Des outils pour se nourrir et se défendre

Le chimpanzé est l’animal qui sait le mieux utiliser des outils. Il s’en sert surtout pour se nourrir, de toutes les façons possibles : par exemple il ratisse une surface avec un bâton pour attraper une noix hors de portée de sa main. Plus compliqué : pour casser la coque d’un fruit dont il a envie, le chimpanzé utilise soit un morceau de bois si l’enveloppe du fruit est tendre, soit une pierre si elle est dure, et cela même si l’outil le plus approprié est hors de sa vue ! Il se souvient de l’endroit où se trouvent les meilleurs marteaux possible pour tel fruit, et parcourt 500 mètres, s’il le faut, histoire de ne pas écraser un fruit plutôt tendre avec un outil trop dur. Il pose alors la noix, si riche en matières grasses, sur une surface dure… et il a inventé l’enclume. Le chimpanzé sait aussi de quelle façon il faut manier une branche pour s’en servir comme d’un levier et détacher une fourmilière accrochée à une autre branche.

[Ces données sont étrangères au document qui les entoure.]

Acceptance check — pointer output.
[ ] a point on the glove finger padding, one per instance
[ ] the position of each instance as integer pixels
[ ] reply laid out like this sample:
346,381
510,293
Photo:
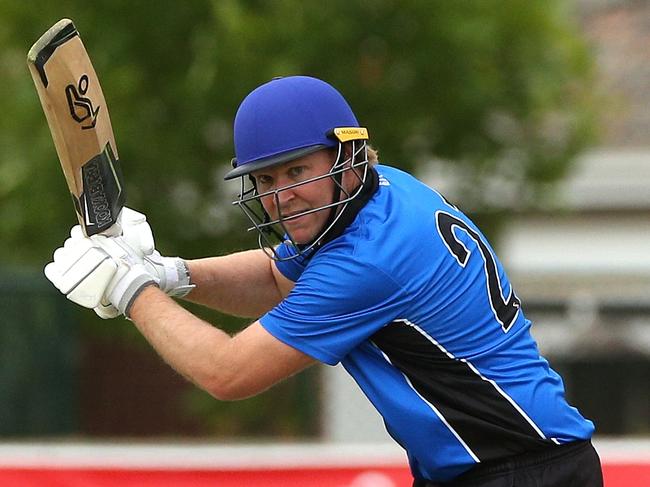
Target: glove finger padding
136,231
81,272
130,278
106,311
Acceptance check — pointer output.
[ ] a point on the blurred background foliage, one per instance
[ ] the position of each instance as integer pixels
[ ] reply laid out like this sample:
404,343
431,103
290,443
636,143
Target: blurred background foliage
500,90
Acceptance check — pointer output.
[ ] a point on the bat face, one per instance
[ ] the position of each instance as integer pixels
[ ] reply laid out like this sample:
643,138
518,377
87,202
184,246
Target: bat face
76,112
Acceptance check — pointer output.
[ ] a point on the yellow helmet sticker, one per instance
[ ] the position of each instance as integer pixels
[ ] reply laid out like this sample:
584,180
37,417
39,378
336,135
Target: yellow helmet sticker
345,134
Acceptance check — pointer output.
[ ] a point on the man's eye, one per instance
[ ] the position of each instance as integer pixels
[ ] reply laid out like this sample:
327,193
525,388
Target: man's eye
296,171
263,180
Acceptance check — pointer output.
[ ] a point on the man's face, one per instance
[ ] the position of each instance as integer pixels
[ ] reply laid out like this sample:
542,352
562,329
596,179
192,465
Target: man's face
300,198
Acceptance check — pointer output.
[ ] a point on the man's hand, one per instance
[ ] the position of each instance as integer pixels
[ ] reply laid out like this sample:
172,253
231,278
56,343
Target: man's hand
80,270
99,272
171,273
130,278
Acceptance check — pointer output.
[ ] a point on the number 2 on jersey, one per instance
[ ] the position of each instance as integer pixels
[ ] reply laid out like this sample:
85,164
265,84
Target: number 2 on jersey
505,311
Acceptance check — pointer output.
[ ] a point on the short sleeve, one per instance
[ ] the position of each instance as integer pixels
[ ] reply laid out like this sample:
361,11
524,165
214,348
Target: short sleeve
336,305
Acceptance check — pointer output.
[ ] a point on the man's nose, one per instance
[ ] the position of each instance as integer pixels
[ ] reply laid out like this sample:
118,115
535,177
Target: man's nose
285,196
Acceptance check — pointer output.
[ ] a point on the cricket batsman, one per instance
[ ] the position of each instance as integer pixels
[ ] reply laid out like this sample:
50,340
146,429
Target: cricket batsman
359,264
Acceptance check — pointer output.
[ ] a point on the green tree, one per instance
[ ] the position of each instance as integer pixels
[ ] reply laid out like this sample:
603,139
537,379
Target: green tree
499,90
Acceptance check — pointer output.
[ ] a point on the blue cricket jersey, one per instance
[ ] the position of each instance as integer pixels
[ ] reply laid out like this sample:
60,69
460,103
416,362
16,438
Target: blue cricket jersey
413,302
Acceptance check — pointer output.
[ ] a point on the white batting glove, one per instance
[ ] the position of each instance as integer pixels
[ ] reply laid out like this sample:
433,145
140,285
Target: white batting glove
171,273
80,270
130,278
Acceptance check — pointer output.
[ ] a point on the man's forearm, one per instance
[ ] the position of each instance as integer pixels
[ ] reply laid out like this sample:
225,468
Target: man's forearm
194,348
227,367
240,284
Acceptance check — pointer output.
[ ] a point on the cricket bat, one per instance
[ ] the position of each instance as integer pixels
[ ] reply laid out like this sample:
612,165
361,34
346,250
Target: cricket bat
77,115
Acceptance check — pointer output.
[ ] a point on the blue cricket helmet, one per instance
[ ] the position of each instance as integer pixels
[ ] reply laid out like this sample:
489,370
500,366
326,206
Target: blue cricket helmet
284,119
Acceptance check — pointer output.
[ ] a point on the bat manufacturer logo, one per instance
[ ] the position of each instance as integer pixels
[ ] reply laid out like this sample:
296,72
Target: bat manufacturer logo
81,107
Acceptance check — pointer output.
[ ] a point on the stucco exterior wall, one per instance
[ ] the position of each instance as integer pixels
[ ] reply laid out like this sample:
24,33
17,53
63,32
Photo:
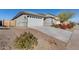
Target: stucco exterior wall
6,23
48,22
21,20
35,22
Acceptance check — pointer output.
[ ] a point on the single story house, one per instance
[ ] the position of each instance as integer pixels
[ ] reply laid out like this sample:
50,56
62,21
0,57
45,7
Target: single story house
27,19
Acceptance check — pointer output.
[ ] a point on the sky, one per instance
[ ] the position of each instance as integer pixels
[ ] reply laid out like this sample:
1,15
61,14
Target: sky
8,14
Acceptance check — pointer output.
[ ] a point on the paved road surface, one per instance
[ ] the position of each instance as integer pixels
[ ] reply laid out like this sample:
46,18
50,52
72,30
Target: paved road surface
74,42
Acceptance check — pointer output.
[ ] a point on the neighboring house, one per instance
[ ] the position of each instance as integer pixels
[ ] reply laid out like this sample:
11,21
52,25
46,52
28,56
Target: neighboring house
31,19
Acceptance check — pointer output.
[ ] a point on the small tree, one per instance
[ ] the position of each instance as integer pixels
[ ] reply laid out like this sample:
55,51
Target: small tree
65,16
26,41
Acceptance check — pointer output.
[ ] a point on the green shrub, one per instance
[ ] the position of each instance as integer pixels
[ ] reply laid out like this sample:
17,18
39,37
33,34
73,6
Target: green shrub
26,41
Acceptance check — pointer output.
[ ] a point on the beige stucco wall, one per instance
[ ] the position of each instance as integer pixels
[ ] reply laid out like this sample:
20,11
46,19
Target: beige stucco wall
9,23
12,23
6,23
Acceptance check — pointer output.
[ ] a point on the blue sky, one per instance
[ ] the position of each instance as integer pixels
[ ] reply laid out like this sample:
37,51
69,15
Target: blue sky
10,13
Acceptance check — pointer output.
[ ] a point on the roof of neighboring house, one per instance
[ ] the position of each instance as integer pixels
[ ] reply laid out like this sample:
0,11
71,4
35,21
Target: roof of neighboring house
34,14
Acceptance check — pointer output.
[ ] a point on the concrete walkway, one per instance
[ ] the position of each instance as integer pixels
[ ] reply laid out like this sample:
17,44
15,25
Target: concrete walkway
59,34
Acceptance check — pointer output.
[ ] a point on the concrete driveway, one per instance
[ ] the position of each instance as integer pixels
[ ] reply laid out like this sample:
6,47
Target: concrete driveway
59,34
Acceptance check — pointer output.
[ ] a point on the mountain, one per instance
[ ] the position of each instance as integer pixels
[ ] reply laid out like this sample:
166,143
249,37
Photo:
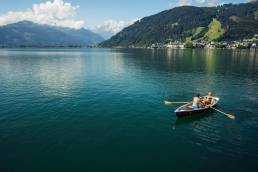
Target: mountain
26,33
227,22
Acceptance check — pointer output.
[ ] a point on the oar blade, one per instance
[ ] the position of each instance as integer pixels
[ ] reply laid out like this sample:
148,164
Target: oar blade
168,103
231,116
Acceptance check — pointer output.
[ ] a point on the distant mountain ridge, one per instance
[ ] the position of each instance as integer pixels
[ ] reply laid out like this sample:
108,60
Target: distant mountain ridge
228,22
26,33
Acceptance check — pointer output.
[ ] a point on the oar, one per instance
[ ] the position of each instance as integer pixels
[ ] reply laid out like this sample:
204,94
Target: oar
228,115
170,103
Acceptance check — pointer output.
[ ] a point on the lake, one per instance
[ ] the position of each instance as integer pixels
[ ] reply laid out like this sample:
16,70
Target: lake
102,110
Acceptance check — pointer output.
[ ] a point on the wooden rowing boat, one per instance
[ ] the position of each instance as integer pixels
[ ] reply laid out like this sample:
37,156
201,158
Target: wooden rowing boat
187,109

Mais le plus étonnant est qu’il sait fabriquer ce dont il a besoin : il sélectionne une branche longue et fine qui peut atteindre 60 cm de longueur puis l’effeuille pour pouvoir l’introduire dans la fourmilière. Il la ressort précautionneusement et la fait glisser entre ses lèvres ou entre ses doigts, pour retenir les insectes qui la recouvrent ; il n’a plus qu’à les avaler prestement, avant qu’ils ne le piquent !

Le chimpanzé ne boit pas très souvent, car il trouve la plus grande partie de l’eau dont son organisme a besoin dans les fruits les plus pulpeux qu’il consomme. Il boit directement à la surface d’un ruisseau, ou bien trempe ses mains et lèche l’eau qui dégouline de ses doigts. Mais, quand il a très soif, il choisit une large feuille, qu’il utilise comme une cuillère. Ou bien il mâche une feuille jusqu’à la rendre poreuse, l’imbibe d’eau et la presse dans sa bouche comme si c’était une éponge !

Performances pour un animal

Le chimpanzé a encore d’autres cordes à son arc : pour se défendre, il prend une branche et en fait une lance ; une pierre, et elle devient un projectile…

En 1965, une expérience célèbre a été faite en Guinée : Adriaan Kortland a placé un léopard empaillé, un de leurs principaux prédateurs, près d’un groupe de chimpanzés. Dès que ceux-ci le virent, ils se dressèrent et, tout en poussant des cris d’intimidation, ramassèrent des bâtons qu’ils lancèrent avec beaucoup d’adresse en prenant soin de viser la tête et le dos du félin.

Le chimpanzé utilise aussi l’outil comme moyen de locomotion. Par exemple, il traverse l’eau sans se mouiller, grâce à un bâton, dont il se sert comme d’une canne pour franchir un ruisseau sur un pont naturel. Ou encore une large feuille devient chasse-mouches ou parapluie ; une brindille devient cure-dents ou Coton-Tige ; avec une feuille, il s’essuie le derrière en cas de diarrhée.

Les chercheurs se demandent pourquoi le chimpanzé n’a pas développé autant que l’homme sa capacité à utiliser l’outil. Il semblerait que ce soit lié au fait que le chimpanzé est un animal forestier et grimpeur, ce qui occupe ses quatre membres.